Whereas the acknowledgement of the valid interlocutors is attained the Church has the vocation of facilitating the communication. However, from now on, the roles of an authentic negotiation must be normalized:
The acknowledgement of the independent civil society, including the political opposition as the valid interlocutors of the process of negotiation; impartial mediation of the Church and the continuation of the process with definite results that can be assessed such as the release of the political prisoners or prisoners of conscience. This is just the first step.
It seems to be an invalid redundancy to clear up that the dialogue should be critic and exigent. The dialogue that is not critic, that is, the dialogue that does not exercise the criterion and does not discern respectfully each step and proposal is not a dialogue but indulgence or concession or even connivance. The negotiation that is not exigent is indulgence or complicity. Then the ones who accept and propose the dialogue and the negotiation should not exclude the interlocutors if they are critic or the proposals if they are exigent. He who closes the door to inclusion opens another door to violence and exclusion.
The dialogue and the negotiation should be coherent. A dialogue that does not include one of the parties involved is not credible. That is ethically unacceptable. If we have a dialogue with the distant neighbours and don’t have a dialogue with the close neighbours and the ones at home we lose credibility. This involves all of us without exception.

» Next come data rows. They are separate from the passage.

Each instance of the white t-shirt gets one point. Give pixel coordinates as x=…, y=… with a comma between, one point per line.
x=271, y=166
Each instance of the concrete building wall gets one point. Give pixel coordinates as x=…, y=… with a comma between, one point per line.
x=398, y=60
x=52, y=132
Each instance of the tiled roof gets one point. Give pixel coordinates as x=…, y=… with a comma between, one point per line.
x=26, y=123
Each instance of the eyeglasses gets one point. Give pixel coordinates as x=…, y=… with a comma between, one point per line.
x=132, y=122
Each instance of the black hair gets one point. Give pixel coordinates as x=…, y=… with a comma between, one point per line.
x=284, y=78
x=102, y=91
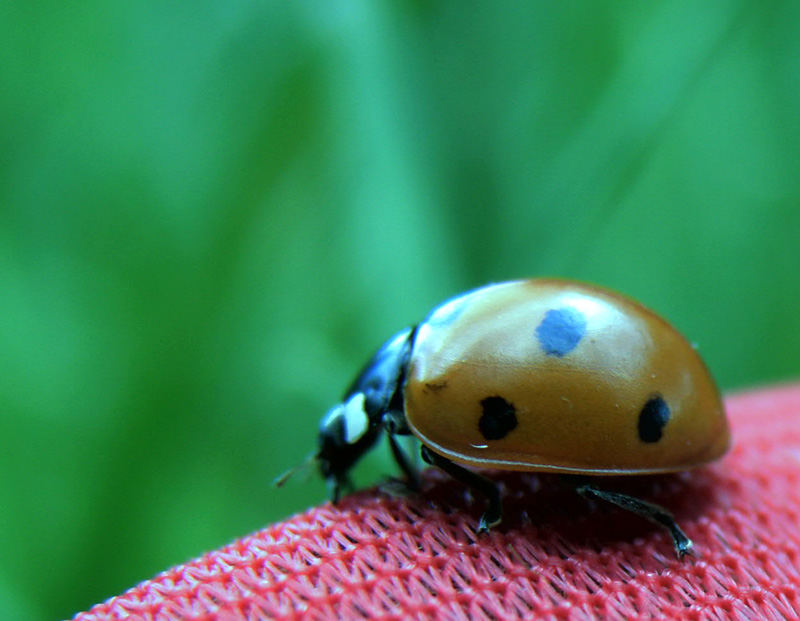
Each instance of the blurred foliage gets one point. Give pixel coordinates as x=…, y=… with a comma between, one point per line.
x=212, y=213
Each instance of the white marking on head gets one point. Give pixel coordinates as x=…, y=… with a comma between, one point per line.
x=356, y=421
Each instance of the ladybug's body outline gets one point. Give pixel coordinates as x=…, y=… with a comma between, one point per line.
x=536, y=375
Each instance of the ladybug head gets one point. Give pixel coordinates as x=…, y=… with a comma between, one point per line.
x=345, y=434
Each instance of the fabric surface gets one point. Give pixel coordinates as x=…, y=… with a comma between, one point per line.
x=555, y=556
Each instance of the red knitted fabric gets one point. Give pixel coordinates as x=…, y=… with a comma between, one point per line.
x=555, y=556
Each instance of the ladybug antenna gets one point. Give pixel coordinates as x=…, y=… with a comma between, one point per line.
x=281, y=479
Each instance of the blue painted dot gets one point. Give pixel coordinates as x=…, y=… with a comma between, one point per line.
x=561, y=330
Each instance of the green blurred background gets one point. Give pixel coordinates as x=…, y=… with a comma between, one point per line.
x=212, y=213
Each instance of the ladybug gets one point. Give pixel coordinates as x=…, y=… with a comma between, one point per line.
x=536, y=375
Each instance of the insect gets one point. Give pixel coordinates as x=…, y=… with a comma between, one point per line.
x=535, y=375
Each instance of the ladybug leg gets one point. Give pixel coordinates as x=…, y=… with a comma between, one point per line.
x=494, y=513
x=648, y=510
x=395, y=425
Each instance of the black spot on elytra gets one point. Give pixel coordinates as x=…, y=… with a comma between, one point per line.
x=652, y=419
x=561, y=330
x=498, y=419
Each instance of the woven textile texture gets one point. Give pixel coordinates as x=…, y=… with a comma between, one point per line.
x=555, y=556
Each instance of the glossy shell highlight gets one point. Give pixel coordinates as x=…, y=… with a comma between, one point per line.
x=579, y=367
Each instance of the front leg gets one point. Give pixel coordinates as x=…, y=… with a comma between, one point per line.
x=395, y=424
x=494, y=513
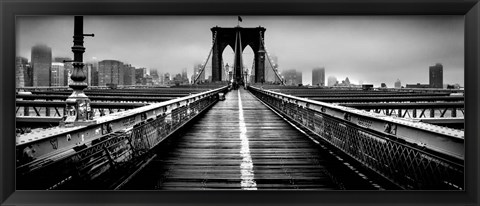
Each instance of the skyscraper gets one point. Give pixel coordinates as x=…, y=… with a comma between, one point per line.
x=270, y=75
x=110, y=72
x=129, y=77
x=41, y=63
x=292, y=77
x=196, y=70
x=318, y=76
x=332, y=81
x=436, y=76
x=21, y=71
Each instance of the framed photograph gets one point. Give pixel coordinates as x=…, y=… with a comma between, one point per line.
x=199, y=103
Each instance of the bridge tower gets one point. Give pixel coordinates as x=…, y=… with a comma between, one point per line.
x=242, y=37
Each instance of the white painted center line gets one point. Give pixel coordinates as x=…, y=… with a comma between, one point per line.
x=246, y=168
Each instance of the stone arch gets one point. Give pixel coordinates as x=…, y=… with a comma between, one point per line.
x=249, y=36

There shouldn’t be either a dialogue if silence is imposed on one voice or several voices of one party and the other voices are amplified.
If a regional or international community or a country commits itself to the dialogue with one nation it should not exclude any of the interlocutors. It should not either state publicly and officially that it will not meet one of the interlocutors because it wants to be received by the other party. That lack of coherence and acknowledgement of the valid interlocutors is not only regrettable but it’s a discredit and it also causes a reduction in the possibilities for the ones who do the things hoping to start a dialogue. The proof is that the interlocutors who are firmly coherent, which does not mean that they are fundamentalist or that they want confrontation, attain much more when they meet all parties than the ones who submit themselves in advance to exclusive conditions coming from one of the negotiating parties.

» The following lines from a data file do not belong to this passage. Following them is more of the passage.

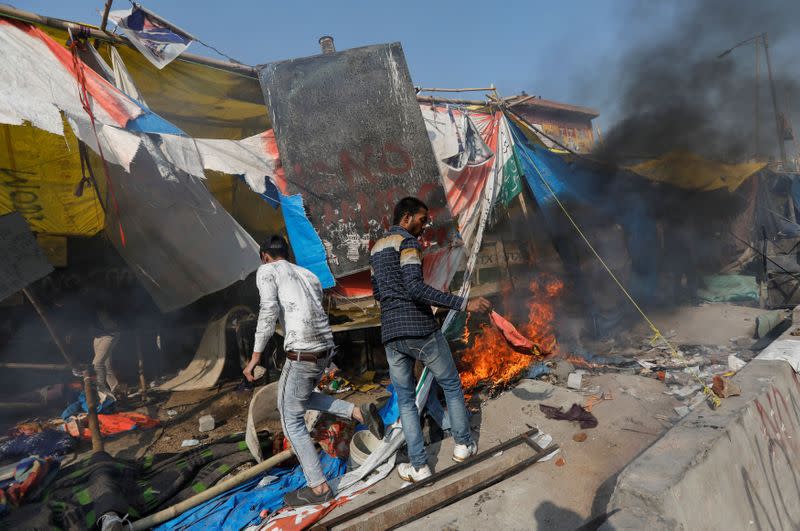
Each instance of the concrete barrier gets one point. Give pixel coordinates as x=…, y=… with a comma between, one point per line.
x=734, y=468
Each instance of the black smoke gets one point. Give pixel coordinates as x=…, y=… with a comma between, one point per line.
x=673, y=92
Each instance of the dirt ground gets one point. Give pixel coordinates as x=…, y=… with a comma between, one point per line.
x=545, y=496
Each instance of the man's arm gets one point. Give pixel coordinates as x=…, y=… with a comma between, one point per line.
x=411, y=267
x=376, y=292
x=267, y=317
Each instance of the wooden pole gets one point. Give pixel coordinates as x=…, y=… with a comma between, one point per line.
x=91, y=406
x=36, y=366
x=778, y=124
x=479, y=89
x=105, y=15
x=40, y=310
x=142, y=383
x=27, y=16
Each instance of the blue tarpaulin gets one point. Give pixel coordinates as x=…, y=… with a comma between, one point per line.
x=593, y=195
x=306, y=244
x=242, y=505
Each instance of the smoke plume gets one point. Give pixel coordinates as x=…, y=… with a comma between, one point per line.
x=675, y=92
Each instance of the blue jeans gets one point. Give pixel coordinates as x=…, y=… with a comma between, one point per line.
x=434, y=352
x=295, y=396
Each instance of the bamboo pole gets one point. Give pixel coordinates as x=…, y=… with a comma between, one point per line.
x=36, y=366
x=179, y=508
x=142, y=382
x=105, y=15
x=40, y=310
x=82, y=29
x=91, y=406
x=478, y=89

We believe in the dialogue, in the negotiation and in the gradualism of the processes. We believe that the human quality exists in Cuba and there is also the need and the convenience of a dialogue and a serious, credible and efficient negotiation. We commit ourselves to that. We also believe that we have amongst we Cubans virtuous, pacific, perseverant, brave and flexible persons and groups that can be valid interlocutors. We believe that we also have in Cuba institutions with a great prestige and credibility to serve as mediators and facilitators. And we also believe that each one of these interlocutors has his voice and means to let them to be listened to and to communicate themselves with the world.
If Cuba, Cubans, women and men have all this then what is left to attain a pacific and authentic transition through dialogue? Maybe some more good will, a great dosage of political will, acknowledgement of the interlocutors, much more respect and inclusion of all parties, a good antidote for exasperation and violence and above all, much coherence and perseverance.
The results will validate this confidence.